Итог очевиден: от Николая II, как от зачумленного, готовы были отшатнуться даже свои. Нелицеприятную оценку правления Николая II и самодержавия давал и известный царский генерал К. Дитерихс. Он утверждал, что, начиная с Екатерины I, русские цари, помазанники Божий все дальше и дальше отдалялись от простоты общения с народом. Это отчуждение от народа привело к тому, что царь стал уже не отцом народа, а политиканом, личным самодержцем. Иначе говоря, он превратился в инородное тело для России, утратил «духовное обязательство служения людям». Он был не нужен уже никому, кроме своей семьи.

Вот что говорила о Николае II К. Битнер, учительница царских детей в Тобольске (в свидетельских показаниях следователю Н.А. Соколову): «Государь производил на меня чарующее впечатление. Он был человек образованный, весьма начитанный. Он хорошо знал историю. Он производил впечатление человека необычайно доброго и совсем простого. В нем не было ни малейшей надменности, заносчивости. Он был замечательно предупредительный человек. Если я иногда по нездоровью пропускала урок, не было случая, чтобы он, проходя утром через нашу комнату, не расспросил бы меня о моем здоровье, с ним я всегда чувствовала себя просто, как век знала, привыкла к нему. Он вызывал у меня чувство, что хочется сделать ему что-нибудь приятное. Так он относился ко всем окружающим его. С офицерами нашего отряда он был прост, вежлив, корректен. У него была поразительная выдержка характера. Его недостаток, мне думается, заключается в его бесхарактерности, в слабости характера. Он, видимо, сам не решал никаких вопросов, не посоветовавшись с Александрой Федоровной. Это была его обычная фраза: “Я поговорю с женой”. Он, мне думается, не знал народа. У него было такое отношение к народу: добрый, хороший, мягкий народ. Его смутили худые люди в этой революции. Ее заправилами являются “жиды “. Но это все временно. Это все пройдет, народ опомнится, и снова будет порядок».

Николай II с семьей 

Ускорило его падение отсутствие у Николая сильной гражданской воли, без которой на Руси на престоле делать вообще нечего. Весь трагизм ситуации состоял в том, что правящие слои всячески препятствовали получению права остального народа на достойную жизнь и в конечном счете и довели Россию до революции. Полагать, что империя «столетиями стояла скалой» – и рухнула «в три дня» или «слиняла в два дня», – конечно, пустое объяснение, непозволительное даже неразумному дитяти, не то что серьезному ученому или политику.

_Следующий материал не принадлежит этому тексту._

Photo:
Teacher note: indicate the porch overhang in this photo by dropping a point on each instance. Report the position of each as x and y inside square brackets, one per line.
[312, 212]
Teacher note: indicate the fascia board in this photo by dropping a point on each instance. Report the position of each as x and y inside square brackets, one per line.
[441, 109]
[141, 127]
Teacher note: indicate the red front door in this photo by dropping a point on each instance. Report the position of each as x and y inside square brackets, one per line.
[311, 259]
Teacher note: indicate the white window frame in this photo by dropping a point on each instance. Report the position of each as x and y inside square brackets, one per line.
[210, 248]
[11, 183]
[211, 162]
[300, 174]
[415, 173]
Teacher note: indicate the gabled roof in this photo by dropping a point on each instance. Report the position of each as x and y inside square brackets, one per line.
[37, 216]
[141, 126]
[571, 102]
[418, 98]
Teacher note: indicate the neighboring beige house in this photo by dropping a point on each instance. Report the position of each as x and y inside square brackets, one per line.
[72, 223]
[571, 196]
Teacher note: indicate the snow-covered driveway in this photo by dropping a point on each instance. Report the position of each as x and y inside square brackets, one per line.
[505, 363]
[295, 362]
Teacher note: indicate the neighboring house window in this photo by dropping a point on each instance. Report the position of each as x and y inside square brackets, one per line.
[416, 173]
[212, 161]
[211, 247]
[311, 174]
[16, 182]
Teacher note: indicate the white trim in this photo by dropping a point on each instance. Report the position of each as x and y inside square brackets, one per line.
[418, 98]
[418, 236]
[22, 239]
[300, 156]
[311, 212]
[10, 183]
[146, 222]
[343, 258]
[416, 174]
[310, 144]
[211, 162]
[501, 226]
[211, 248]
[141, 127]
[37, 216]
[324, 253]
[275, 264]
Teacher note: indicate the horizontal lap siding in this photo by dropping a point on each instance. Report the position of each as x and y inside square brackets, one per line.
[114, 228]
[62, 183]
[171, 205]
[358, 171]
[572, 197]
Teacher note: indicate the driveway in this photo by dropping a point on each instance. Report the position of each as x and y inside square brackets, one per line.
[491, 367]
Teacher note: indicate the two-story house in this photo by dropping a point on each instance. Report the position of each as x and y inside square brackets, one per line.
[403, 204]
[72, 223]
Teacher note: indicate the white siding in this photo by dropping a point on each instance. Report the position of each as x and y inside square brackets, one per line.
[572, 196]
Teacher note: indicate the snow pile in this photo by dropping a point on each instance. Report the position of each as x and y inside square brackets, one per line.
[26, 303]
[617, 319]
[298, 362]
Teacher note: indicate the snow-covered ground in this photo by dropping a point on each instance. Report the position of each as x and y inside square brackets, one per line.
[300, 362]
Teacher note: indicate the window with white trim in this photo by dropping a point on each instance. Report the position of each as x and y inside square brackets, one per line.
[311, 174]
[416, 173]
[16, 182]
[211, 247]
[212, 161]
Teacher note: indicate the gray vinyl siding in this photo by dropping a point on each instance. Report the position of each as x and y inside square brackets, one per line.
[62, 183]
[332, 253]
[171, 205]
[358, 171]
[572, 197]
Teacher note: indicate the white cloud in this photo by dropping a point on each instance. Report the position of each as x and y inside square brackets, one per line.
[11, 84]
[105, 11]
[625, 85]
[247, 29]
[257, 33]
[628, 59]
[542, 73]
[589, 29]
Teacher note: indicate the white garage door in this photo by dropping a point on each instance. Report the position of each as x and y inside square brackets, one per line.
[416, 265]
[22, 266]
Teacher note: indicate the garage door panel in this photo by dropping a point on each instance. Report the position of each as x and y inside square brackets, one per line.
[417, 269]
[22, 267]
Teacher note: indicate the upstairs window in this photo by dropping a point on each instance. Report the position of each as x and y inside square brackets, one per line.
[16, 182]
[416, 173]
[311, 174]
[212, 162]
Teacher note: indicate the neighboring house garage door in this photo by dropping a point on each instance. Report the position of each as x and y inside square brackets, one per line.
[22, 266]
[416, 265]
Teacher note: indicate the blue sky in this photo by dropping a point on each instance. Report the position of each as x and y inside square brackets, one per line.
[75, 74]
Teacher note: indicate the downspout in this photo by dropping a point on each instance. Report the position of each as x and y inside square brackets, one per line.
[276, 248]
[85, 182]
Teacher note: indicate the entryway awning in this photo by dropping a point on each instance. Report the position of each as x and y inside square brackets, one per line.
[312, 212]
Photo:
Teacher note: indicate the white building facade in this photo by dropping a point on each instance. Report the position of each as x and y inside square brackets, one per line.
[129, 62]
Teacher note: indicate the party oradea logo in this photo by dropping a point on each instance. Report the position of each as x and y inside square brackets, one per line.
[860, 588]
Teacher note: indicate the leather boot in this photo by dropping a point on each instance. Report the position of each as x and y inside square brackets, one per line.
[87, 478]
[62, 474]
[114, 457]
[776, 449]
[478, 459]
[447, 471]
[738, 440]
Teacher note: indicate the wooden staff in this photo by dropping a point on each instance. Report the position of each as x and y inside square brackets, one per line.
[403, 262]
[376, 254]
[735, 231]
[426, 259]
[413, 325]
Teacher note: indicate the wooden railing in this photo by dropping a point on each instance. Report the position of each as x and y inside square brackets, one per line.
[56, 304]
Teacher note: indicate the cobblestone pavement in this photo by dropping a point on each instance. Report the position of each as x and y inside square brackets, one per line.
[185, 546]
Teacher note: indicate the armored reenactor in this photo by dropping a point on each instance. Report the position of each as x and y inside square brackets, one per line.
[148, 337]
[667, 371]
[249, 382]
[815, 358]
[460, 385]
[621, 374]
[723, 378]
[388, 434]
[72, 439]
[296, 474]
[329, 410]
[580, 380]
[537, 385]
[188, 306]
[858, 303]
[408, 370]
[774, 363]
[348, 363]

Показательно, что с именем Николая II стали связывать все беды в России. Такова психология народа – во всех бедах винить царя-батюшку. Царь давно уже выглядел в глазах российской, мировой общественности как позор России, как ее наказание и даже проклятие.

Интересные воспоминания о Николае II оставил А. Ф. Кони: «Перебирая впечатления, оставленные во мне павшим так бесславно Николаем II и, быть может, обреченным на гибель, и воспоминания о его деятельности как человека и царя, я не могу согласиться ни с одним из господствующих о нем мнений. По одним – это неразвитый, воспитанный и укрепившийся в безволии человек, соединявший упрямство с привлекательностью в обращении: ип charmeur (франц. – очарователь). По другим – коварный и лживый византиец, признающий только интересы своей семьи и их эгоистически оберегающий, человек, недалекий по кругозору, неумный и необразованный. Большая часть этих определений неверна… Можно сказать, что из пяти (качеств) мыслительной способности человека: инстинкта, рассудка, ума, разума и гения, он обладал лишь средним и, быть может, бессознательно первым. Мне думается, что искать объяснения многого, приведшего в конце концов Россию к гибели и позору, надо не в умственных способностях Николая II, а в отсутствии у него сердца, бросающемся в глаза в целом ряде его поступков».

Добавим сюда и еще одну характеристику, составлявшую, на мой взгляд, главную суть его натуры. Как сказал один из правых членов Государственного совета о Николае II в 1906 г.: «Это трусость, он – трус!» («Cest un lache, et un lacheur!»). Если мы соединим две эти половинки, мы получим, как мне представляется, и самую точную характеристику последнего царя, Николая Романова – трус и бессердечный эгоист!

Важно то, что Николай стал ассоциироваться в сознании общества как полное ничтожество и «баба». Народ рассуждал просто, обсасывая иные «подвиги» Распутина в кругу Анны Вырубовой и царицы: «Как царь такое похабство у себя в доме терпит?!»